Cubic Boron Nitride is available in amber, black and with metal-plated surfaces. Particle sizes are usually less than 1mm. The high chemical inertness and thermal stability of this material makes it a good choice for super-hard tool making.
It is the physical properties that make the difference between hexagonal and cubic boron oxide.
Hexagonal boran nitride has a white color, while cubic boran nitride comes in black, amber and other colors. ;
Hexagonal and cubic boron-nitride are both soft.
Hexagonal boran nitride is a raw material that can be used for the production of cubic boron oxide;
Hexagonal and cubic boron-nitride are used in the production of CBN tools.

The structure and properties hexagonal boron Nitride
The hexagonal boron-nitride crystal structure is the same as that of graphene. Multilayers are used to stack the material. Van der Waals force links the BNBs between different layers. Its crystal lattice has constants a=0.2506+0.0002nm and c=0.667+0.0004nm.
Cubic boron-nitride has excellent stability in the air. It is also very hard (Mohs hardness 2 and wide bandgap 5.1eV). Cubic boron-nitride can tolerate temperatures as high as 2270degC, but will melt at 3270degC. The hexagonal boron is also a very good material for insulation and thermal conductivity. It has low thermal expansion and shrinkage rates and does not react when exposed to weak acids or strong bases.
Hexagonal Boron Nitride: Properties and Applications
The molecular characteristics of hexagonal Boron Nitride give it many excellent properties. They include excellent dielectric and thermal properties, excellent thermal conductivity, and low friction coefficient. At the same time, it also has chemical properties such as strong oxidation resistance, strong corrosion-resistance, and stable chemical properties.
(1) High heat resistant. Hexagonal Boron Nitride (h-BN), when heated at 3000 or higher in 0.1Mpa Nitrogen, will sublimate. At 1800, its strength is two times that at room temperature. This gives it excellent thermal shock resistance. It is cooled in the air to 1500. No rupture will occur at room temperature.
(2) High thermal conduction. The thermal conductivity (W/m*k) of hexagonal boran nitride materials is around 33W/m*k. It is comparable to that of stainless-steel, but the thermal conductivity in this case is greater.

Low expansion coefficient. The hexagonal boron-nitride has a linear expansion coefficient (2.06.5*10-6/) that is only second to quartz glass. The material is also thermally conductive, which makes it excellent in terms of thermal shock resistance.
(4) Excellent electrical isolation. Hexagonal boran nitride is a good high temperature insulation. Its maximum volume resistivity, at high temperatures of 1000 degrees, can be as high 10161018O*cm.
Good corrosion resistance. Hexagonal Borosidria has good chemical resistance and is not affected by most metals, salts or glasses. This material is highly resistant to alkali and acid and can withstand molten glass and metals.
(6) Lower coefficient of friction.

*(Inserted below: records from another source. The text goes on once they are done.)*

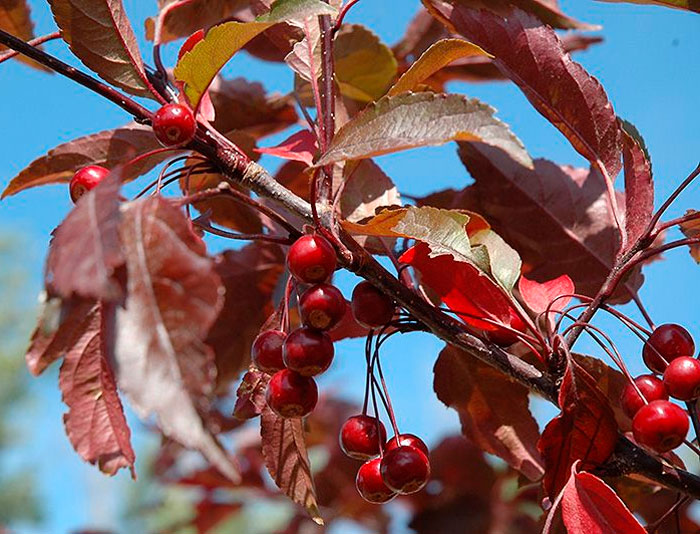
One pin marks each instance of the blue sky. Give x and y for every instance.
(648, 64)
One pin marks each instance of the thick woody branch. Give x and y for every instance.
(240, 170)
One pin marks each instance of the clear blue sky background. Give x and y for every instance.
(648, 64)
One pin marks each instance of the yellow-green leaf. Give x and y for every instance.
(411, 120)
(439, 55)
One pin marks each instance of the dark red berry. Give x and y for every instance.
(267, 351)
(407, 440)
(370, 306)
(682, 378)
(311, 259)
(85, 180)
(361, 435)
(307, 351)
(174, 125)
(322, 306)
(370, 484)
(666, 343)
(651, 387)
(660, 425)
(290, 394)
(405, 469)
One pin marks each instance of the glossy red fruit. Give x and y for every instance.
(651, 387)
(311, 259)
(322, 306)
(370, 484)
(361, 435)
(660, 425)
(682, 378)
(86, 179)
(370, 306)
(174, 125)
(666, 343)
(308, 351)
(290, 394)
(405, 469)
(407, 440)
(267, 351)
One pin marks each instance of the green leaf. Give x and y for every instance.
(413, 120)
(690, 5)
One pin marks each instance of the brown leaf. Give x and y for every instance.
(250, 276)
(493, 411)
(109, 148)
(86, 249)
(639, 184)
(564, 224)
(99, 33)
(532, 55)
(95, 422)
(173, 297)
(15, 18)
(287, 460)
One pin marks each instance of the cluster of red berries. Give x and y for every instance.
(173, 124)
(399, 466)
(658, 423)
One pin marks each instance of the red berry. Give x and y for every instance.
(405, 469)
(311, 259)
(322, 306)
(651, 387)
(267, 351)
(86, 179)
(370, 306)
(290, 394)
(307, 351)
(370, 484)
(660, 425)
(682, 378)
(174, 125)
(667, 342)
(407, 440)
(361, 435)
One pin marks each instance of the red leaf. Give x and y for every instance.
(494, 411)
(585, 430)
(531, 54)
(639, 185)
(86, 250)
(287, 460)
(462, 288)
(590, 506)
(174, 296)
(95, 421)
(301, 146)
(250, 396)
(538, 296)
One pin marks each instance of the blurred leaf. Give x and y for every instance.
(421, 119)
(100, 34)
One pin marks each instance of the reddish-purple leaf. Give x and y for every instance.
(86, 249)
(109, 148)
(99, 33)
(531, 54)
(173, 297)
(95, 421)
(590, 506)
(250, 396)
(585, 430)
(639, 184)
(287, 460)
(494, 411)
(60, 325)
(300, 146)
(539, 296)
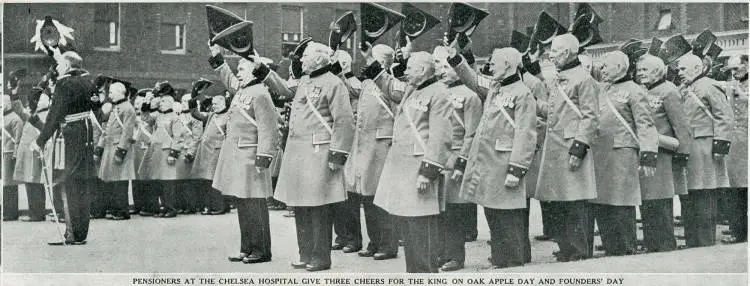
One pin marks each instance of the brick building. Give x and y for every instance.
(146, 42)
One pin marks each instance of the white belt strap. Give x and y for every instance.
(620, 118)
(568, 101)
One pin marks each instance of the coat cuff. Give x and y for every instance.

Hexagonal boran nitride is a lubricant with excellent properties. The friction coefficient is 0.16. It does not increase when heated and it has better temperature resistance than graphite or molybdenum diulfide. Up to 900degC can be achieved with the oxidizing atmosphere, while under vacuum it can reach up to 2100degC.
(7) Machinability. Hexagonal Borosilicate is easily finished using conventional metal-cutting techniques. Turning accuracy can reach up to 0.05mm. This allows for the production of complex shapes from the hexagonal borosilicate blank.